Chapter 22:
another perfect day in the life for the bloodbriars
The staff room was loud. Always loud.
Not in the way a library hums, with quiet energy and restrained murmurs. No, this was the kind of noise that made one wish for a dark, unmarked corner where one could disappear entirely. A void.
And that was exactly what I had found.
It had started innocuously enough—a rarely used corner near the back, tucked behind the coffee machine and an outdated filing cabinet. No one sat there, no one noticed it. So I had claimed it. Slowly. Methodically.
A black corner. A sanctuary.
Dollar store gothic trinkets hung from a tiny wire I had strung across the wall—tiny skeleton figurines, raven feathers, ornate black candles that smelled faintly of lavender and nightshade. Persephone and Hades’ drawings pinned in neat rows: black cats, veiled figures, and tiny gothic mansions. My children were already masters of the morbid and the absurd.
And to any visitor daring enough to glance over the edge of my domain, I left subtle clues. A tiny sign that read, in faintly archaic script: “Enter, and your life will be sent into the Void.”
A warning, delivered in my internal voice: The Void where all missed assignments go. Where bad teachers and students are punished.
Most ignored it. Those who did not—well, they learned quickly.
I had iced tea, a notebook, and my own cigarettes—black paper, filtered, aromatic. Beckett brought his own herbal and dark chocolate candy cigarettes. Persephone and Hades, not to be outdone, puffed gently at their candy cigarettes, mimicking my ritual as if performing a dark, silent ballet.
Beckett’s presence was comforting. The twins adored him; he let them rest their heads on his shoulders, his gentle hands resting on their small backs as they puffed candy smoke into the air. I watched them, smug in my corner, knowing the chain reaction was complete: my calm had become theirs.
Of course, there were always interruptions.
Teachers attempting to lecture me on “role modeling” or “breaking rules.”
Students dropping by, loud, oblivious, expecting a reaction.
I never gave one.
I merely sat. Hand on iced tea. Smoke curling around my fingers. Eyes behind black eyeliner lowered just slightly.
Each attempt to provoke, to scold, to intrude, failed spectacularly. Beckett mirrored my composure across the table. The twins formed a triangle of stillness that even the most confident of teachers hesitated to breach.
One teacher, emboldened, waved a finger at me.
“You really shouldn’t be smoking in here—”
I looked at her. Slowly. Calmly.
“And yet, here I am,” I said. The smoke of my cigarette drifted lazily above me. “It appears the air is unchanged.”
She flinched. Backed off.
Silence returned.
The music debate came next.
“Background music will improve morale!” someone insisted. Pop music. Loud. Cheery. Painful.

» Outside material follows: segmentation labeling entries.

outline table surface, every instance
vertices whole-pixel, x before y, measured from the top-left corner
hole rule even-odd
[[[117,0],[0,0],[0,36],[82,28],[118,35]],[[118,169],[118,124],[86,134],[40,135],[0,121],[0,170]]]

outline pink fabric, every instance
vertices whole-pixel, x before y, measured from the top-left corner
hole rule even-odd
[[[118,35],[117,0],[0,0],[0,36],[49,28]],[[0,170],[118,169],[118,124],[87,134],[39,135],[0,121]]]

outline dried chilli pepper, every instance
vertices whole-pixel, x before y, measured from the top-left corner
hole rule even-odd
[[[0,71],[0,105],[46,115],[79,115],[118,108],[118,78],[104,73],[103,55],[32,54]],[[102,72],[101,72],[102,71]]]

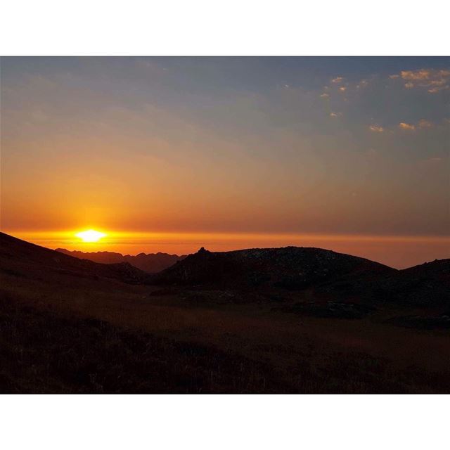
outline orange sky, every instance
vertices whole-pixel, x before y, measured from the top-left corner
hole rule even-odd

“I prefer silence,” I said.
“Depressing!”
“Perhaps. But effective.”
When pressed, I leaned back, letting the subtle curl of smoke accentuate my presence.

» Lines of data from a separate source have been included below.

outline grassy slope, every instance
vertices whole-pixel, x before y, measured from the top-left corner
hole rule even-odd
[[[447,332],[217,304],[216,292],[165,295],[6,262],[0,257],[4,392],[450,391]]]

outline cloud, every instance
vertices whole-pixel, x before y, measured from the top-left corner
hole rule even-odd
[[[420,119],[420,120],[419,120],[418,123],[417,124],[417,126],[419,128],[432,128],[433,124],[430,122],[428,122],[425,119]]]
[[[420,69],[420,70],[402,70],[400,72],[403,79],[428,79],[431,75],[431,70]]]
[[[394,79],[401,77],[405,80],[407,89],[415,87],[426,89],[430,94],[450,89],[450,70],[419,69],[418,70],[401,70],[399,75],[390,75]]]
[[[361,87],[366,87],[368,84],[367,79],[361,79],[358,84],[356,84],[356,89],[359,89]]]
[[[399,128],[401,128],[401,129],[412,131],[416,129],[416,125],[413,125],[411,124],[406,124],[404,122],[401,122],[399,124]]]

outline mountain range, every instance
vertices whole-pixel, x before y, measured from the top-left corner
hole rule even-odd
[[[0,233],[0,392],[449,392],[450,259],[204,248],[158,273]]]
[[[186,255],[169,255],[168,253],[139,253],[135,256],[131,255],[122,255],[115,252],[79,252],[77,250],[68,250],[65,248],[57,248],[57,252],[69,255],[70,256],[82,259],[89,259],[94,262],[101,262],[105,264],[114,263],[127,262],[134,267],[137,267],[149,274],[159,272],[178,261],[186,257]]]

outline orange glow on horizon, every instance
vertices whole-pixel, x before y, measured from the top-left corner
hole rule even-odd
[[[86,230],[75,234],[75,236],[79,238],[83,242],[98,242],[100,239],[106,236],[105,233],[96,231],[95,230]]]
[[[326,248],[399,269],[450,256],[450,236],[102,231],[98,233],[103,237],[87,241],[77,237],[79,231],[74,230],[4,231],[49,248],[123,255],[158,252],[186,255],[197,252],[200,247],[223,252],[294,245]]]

“Gothic metal. Post-rock. Post-punk. Darkwave. And visual kei, thanks to my youngest sister’s influence.”
The room froze.
I played it softly from my phone. The low, haunting tones of layered guitars filled the corner just enough to create a subtle, morbid aura. Teachers tried to argue. Students tried to sneak headphones. The room, heavy with atmosphere, became a graveyard of opinions.
They lost interest. Peace returned.
Beckett leaned across the table, lighting his herbal cigarette. I responded with mine, a subtle ritual: our smoke intermingled, drifting lazily between us. Eyes met. Hands brushed. For a brief moment, the world outside the staff room vanished.

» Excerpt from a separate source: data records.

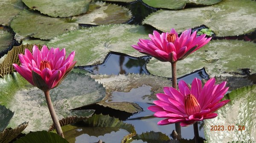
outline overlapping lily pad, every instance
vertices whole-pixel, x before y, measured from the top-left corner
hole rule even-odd
[[[146,17],[143,22],[164,32],[175,28],[180,32],[204,25],[217,36],[235,36],[256,29],[255,9],[255,1],[224,0],[210,6],[179,11],[161,10]]]
[[[186,5],[211,5],[222,0],[143,0],[148,5],[159,8],[172,9],[184,8]]]
[[[29,122],[26,132],[49,129],[52,121],[43,91],[32,87],[17,73],[0,79],[0,84],[2,104],[15,112],[10,127],[26,120]],[[71,73],[58,87],[50,91],[50,94],[55,112],[61,119],[71,114],[70,109],[101,101],[105,92],[102,84],[88,76]],[[87,110],[83,116],[92,113],[93,111]]]
[[[91,76],[103,84],[108,93],[99,104],[132,113],[142,109],[135,103],[147,102],[145,98],[155,99],[155,94],[162,92],[163,87],[172,86],[171,81],[166,78],[145,75]]]
[[[205,120],[204,135],[207,142],[255,143],[256,96],[255,85],[233,90],[225,96],[226,98],[231,100],[230,103],[217,112],[218,116],[216,118]],[[224,126],[224,130],[210,131],[211,126],[215,125]],[[231,126],[229,131],[228,126],[234,126],[233,130]],[[241,126],[241,131],[239,126]]]
[[[256,44],[236,40],[212,40],[199,50],[177,62],[178,77],[205,67],[211,77],[234,75],[241,68],[256,72]],[[152,74],[172,76],[171,63],[152,58],[147,64]]]
[[[86,13],[90,0],[22,0],[29,8],[52,17],[69,17]]]
[[[23,10],[21,0],[1,0],[0,1],[0,25],[9,25],[12,18]]]
[[[125,7],[101,1],[93,1],[86,14],[73,17],[72,19],[79,24],[99,25],[122,23],[130,20],[131,16],[131,11]]]
[[[24,10],[15,17],[11,27],[16,34],[49,39],[69,31],[78,29],[78,23],[65,19],[51,17],[31,10]]]
[[[76,50],[77,65],[102,62],[110,51],[133,56],[145,55],[131,47],[150,32],[143,26],[125,24],[101,25],[67,32],[51,40],[49,47],[66,48],[67,53]]]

The twins watched, unimpressed yet amused. “Better than the Ant Hill kids club,” Persephone whispered.
Hades nodded in agreement, flicking candy smoke rings.
I exhaled slowly, letting the warmth of my family, my sanctuary, fill me. Beckett mirrored the gesture. A soft, indirect cigarette kiss—the light of our flames meeting in a haze of lavender-scented smoke.
I felt calm. Complete. Protected.
This corner, my Void, was more than a space. It was a statement.
A warning. A sanctuary. A ritual.
And anyone who dared disturb it… well, they would find their chaos reduced to nothing.
The iced tea was cold but satisfying. The smoke lingered. The twins puffed candy rings, Beckett smiled faintly beneath the mask. And I, Misstress, reclined slightly in my chair, feeling utterly content in the chaos-free corner I had curated.
The Void, after all, belonged to me.